The farmers in this region devote about 10% of their land to growing teak, often in parcels of less than 0.5 hectares, and teak contributes about 12% of their total household income. Much of the teak goes into producing furniture and carvings, contributing to a global industry valued at around AUD 130 billion.

man standing in forest
Pak Citro, teak forester extraordinaire
(photograph by Tony Bartlett)
I met with Pak Citro, of Sokoliman village in Gunungkidul District, who is one of the village elders. He began planting teak back in 1964 when he was 20 and working for the Forestry Department.

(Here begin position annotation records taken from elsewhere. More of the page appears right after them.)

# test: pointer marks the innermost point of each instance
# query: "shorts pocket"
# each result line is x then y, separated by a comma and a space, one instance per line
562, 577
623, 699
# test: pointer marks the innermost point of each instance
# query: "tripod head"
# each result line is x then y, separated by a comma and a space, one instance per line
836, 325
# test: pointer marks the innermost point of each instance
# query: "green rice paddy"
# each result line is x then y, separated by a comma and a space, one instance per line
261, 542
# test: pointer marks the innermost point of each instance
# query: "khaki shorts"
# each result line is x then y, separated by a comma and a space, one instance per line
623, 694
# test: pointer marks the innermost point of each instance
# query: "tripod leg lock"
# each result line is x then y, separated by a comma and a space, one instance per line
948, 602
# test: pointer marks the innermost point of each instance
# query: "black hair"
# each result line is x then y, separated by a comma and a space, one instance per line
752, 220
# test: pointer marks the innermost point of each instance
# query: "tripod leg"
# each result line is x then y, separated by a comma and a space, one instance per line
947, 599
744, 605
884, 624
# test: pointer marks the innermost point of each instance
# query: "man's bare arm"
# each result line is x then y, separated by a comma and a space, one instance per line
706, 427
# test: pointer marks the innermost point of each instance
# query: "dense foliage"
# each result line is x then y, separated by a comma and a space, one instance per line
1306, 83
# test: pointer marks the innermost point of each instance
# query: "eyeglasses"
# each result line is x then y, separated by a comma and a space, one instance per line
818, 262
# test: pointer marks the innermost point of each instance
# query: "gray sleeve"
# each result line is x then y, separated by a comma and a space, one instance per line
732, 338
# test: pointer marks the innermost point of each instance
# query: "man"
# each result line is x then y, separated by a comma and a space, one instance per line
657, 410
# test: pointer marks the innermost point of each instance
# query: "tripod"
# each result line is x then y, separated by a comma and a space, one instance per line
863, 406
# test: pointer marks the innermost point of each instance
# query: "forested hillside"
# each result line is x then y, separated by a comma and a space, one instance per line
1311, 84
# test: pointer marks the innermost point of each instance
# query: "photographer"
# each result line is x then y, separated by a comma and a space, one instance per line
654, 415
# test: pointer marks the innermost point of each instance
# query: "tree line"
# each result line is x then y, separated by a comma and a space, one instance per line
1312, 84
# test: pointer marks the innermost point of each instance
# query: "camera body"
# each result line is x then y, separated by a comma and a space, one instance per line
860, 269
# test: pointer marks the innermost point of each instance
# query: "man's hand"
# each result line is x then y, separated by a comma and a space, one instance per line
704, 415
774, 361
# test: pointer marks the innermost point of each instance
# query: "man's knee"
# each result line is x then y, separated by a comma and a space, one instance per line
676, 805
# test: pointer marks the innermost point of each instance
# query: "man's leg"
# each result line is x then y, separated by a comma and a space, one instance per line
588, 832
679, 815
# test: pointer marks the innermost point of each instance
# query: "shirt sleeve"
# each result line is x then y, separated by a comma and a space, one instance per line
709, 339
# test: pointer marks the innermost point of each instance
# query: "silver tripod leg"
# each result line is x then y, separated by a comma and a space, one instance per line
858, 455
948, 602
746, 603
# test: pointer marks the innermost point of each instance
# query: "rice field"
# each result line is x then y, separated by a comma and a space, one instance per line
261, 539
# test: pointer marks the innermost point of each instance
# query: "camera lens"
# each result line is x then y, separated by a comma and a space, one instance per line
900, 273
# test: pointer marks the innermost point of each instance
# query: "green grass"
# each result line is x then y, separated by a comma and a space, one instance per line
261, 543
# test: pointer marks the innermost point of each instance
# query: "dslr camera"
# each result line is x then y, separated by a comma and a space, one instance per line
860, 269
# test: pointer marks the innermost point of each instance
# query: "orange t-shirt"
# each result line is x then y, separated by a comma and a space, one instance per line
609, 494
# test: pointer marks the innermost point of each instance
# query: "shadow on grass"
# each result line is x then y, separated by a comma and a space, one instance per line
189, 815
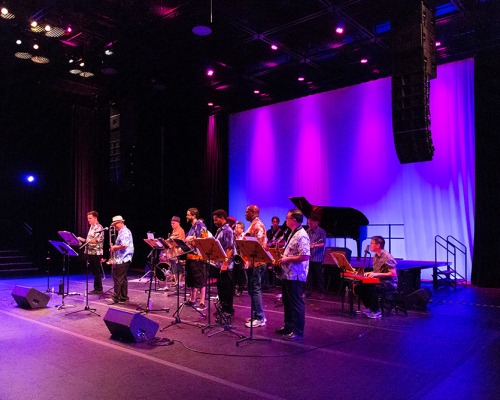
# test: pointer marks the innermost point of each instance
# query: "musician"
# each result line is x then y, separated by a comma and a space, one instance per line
295, 265
195, 269
275, 235
225, 285
384, 268
177, 266
94, 249
317, 237
254, 275
239, 274
123, 250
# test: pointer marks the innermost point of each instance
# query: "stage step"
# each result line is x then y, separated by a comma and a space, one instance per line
14, 263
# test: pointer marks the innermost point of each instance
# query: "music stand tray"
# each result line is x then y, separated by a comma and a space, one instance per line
63, 248
69, 238
338, 259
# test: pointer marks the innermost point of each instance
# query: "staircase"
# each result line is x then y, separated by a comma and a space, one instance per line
14, 263
455, 252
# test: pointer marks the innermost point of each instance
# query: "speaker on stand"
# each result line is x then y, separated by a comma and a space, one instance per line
29, 298
413, 66
130, 326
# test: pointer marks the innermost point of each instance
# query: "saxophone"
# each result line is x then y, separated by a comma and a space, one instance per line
112, 238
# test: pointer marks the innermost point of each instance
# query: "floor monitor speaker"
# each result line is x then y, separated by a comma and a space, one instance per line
29, 298
130, 326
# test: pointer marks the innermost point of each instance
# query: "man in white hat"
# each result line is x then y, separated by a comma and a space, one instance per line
123, 250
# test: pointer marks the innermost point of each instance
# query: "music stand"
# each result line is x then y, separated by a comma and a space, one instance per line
66, 252
252, 250
211, 251
71, 240
182, 249
86, 308
340, 261
156, 245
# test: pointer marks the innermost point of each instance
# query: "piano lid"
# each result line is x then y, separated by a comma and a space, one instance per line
336, 221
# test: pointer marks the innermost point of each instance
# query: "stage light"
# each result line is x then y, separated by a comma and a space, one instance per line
204, 27
29, 178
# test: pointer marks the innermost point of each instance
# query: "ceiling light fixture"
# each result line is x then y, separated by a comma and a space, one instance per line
204, 29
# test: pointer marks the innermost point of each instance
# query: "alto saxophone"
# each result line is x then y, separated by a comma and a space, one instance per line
112, 238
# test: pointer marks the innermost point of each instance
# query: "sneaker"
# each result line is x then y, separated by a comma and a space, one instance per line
374, 315
256, 323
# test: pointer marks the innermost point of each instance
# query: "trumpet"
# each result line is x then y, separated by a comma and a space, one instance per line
112, 240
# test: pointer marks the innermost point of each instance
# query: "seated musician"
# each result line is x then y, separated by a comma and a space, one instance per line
177, 266
384, 268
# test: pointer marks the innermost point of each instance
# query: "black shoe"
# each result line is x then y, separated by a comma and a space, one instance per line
292, 336
282, 331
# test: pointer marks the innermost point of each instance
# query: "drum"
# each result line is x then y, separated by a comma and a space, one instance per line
164, 256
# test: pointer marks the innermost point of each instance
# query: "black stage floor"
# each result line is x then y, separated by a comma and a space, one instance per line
450, 350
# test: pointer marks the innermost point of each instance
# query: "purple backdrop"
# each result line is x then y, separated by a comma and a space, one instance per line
337, 149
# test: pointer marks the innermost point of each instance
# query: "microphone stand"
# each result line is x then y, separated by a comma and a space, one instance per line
87, 308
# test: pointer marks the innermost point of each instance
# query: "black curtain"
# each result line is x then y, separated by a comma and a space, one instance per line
485, 265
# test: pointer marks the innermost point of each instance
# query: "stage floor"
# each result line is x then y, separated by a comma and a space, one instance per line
450, 350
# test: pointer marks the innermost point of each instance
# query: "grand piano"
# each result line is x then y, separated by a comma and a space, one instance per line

He planted some seedlings around his house despite the fact that at that time it was illegal for farmers to cut any teak trees, even if they were growing on their own land. He and other villagers continued to plant teak because there had been so much deforestation that the local streams no longer had enough water to meet their household and farm needs. Over the years, he has used his teak trees to pay for the education of his seven children, and now at the age of 70 he sees his teak trees as his pension. In the past when he sold trees he used the money to buy more land to plant more teak. He has seven trees left standing from his 1964 plantings (50 year-old trees) and explained that he’s been offered Rp 27million ($3500) for two of these trees, but has not yet agreed to sell them. He said he was very happy to participate again in an ACIAR project. He had already learned a lot about how to improve the quality of his teak trees, from the thinning and pruning research of the previous ACIAR project—and improved quality means higher prices from log buyers.

Farmer harvesting garut from teak forest
(photograph by Tony Bartlett)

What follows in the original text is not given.